Les ONE soutiennent plusieurs espèces d'animaux sauvages, comme le black buck

Les ONE soutiennent plusieurs espèces d’animaux sauvages, comme le black buck | Crédit photo : NIRAJ GAWAND

Alors que l’écologie et la société sont négligées, les murmures de mécontentement se sont transformés en conflit ouvert. Alors que l’un des oiseaux les plus charismatiques de l’Inde, la grande outarde indienne, est déplacé par ces projets et tué dans des collisions avec des lignes électriques aériennes, la Cour suprême a dû intervenir, au grand dam des gouvernements et des entreprises énergétiques. Ailleurs, à Kutch par exemple, des communautés déplacées de leurs pâturages traditionnels par des projets d’énergie renouvelable ont protesté contre ces projets.

Alternative sur le toit

Une solution alternative à l’énergie solaire à l’échelle du réseau sur les ONE réside dans la propre politique du gouvernement sur les installations solaires sur les toits. Bien qu’il puisse y avoir des défis à mettre en œuvre l’énergie solaire à l’échelle du réseau sur les toits résidentiels, il existe suffisamment de zones «grises» à grande échelle – des endroits qui ont déjà été construits ou désignés à des fins industrielles – où la production à grande échelle d’énergie solaire est possible. Par exemple, la Maharashtra Industrial Development Corporation possède une réserve foncière de plus de 2,5 lakh acres. Si même 20 % de cette superficie était utilisée pour la production d’énergie solaire, elle générerait près de 16 gigawattheures/an. Étant donné que ces zones industrielles sont de gros consommateurs d’électricité, une telle production et utilisation localisées réduira les pertes de transport. Les toits des bâtiments publics peuvent également offrir une superbe opportunité pour les installations solaires, comme cela a été fait avec les gares de certaines villes.

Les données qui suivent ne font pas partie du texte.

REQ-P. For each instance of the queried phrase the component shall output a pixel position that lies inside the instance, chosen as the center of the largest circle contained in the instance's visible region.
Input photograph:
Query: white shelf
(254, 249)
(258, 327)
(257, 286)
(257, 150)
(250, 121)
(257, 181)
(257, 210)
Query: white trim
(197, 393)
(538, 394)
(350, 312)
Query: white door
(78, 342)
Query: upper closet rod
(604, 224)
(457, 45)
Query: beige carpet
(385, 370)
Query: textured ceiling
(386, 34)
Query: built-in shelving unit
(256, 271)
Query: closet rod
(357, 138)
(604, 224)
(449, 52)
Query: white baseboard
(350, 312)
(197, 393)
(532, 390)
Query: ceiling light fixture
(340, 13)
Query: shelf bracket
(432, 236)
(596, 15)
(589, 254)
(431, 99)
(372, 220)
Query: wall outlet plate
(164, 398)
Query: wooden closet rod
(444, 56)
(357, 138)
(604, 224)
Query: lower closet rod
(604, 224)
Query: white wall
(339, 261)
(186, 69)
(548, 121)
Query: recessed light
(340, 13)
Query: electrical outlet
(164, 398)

Un autre scénario alternatif implique l’utilisation de l’agrovoltaïque sur des terres agricoles dégradées. Le déploiement de panneaux solaires d’une manière qui permet la culture en dessous d’eux présente un double avantage. L’ombre des panneaux solaires réduit l’évapotranspiration et économise l’eau, et les panneaux eux-mêmes bénéficient d’une efficacité accrue en raison de l’effet de refroidissement des plantes poussant en dessous. L’Alliance pour l’inversion des menaces liées aux services écosystémiques a identifié 11 millions d’hectares de terres agricoles dégradées dans les régions semi-arides et subhumides de l’Inde. Si de telles zones étaient utilisées pour l’agrovoltaïque, cela pourrait potentiellement transformer l’économie rurale de ces régions.

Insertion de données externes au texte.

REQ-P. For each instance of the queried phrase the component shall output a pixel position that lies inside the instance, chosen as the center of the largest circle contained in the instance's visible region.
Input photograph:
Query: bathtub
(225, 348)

S’il est vrai que les projets d’énergie renouvelable sont bien intentionnés et cherchent à réduire notre dépendance à l’égard d’une économie énergétique axée sur les combustibles fossiles, une plus grande attention doit être accordée à la manière et à l’endroit où ces projets sont établis. Malheureusement, jusqu’à présent, ils sont restés des efforts mal conçus et mal mis en œuvre, accordant peu d’attention à la fois aux richesses et à la diversité écologiques des ONE, et aux moyens de subsistance humains et aux cultures que ces terres soutiennent.

Madhusudan est scientifique en conservation au Centre national des sciences biologiques de Bengaluru, et Vanak est écologiste et chercheur principal à ATREE, Bengaluru.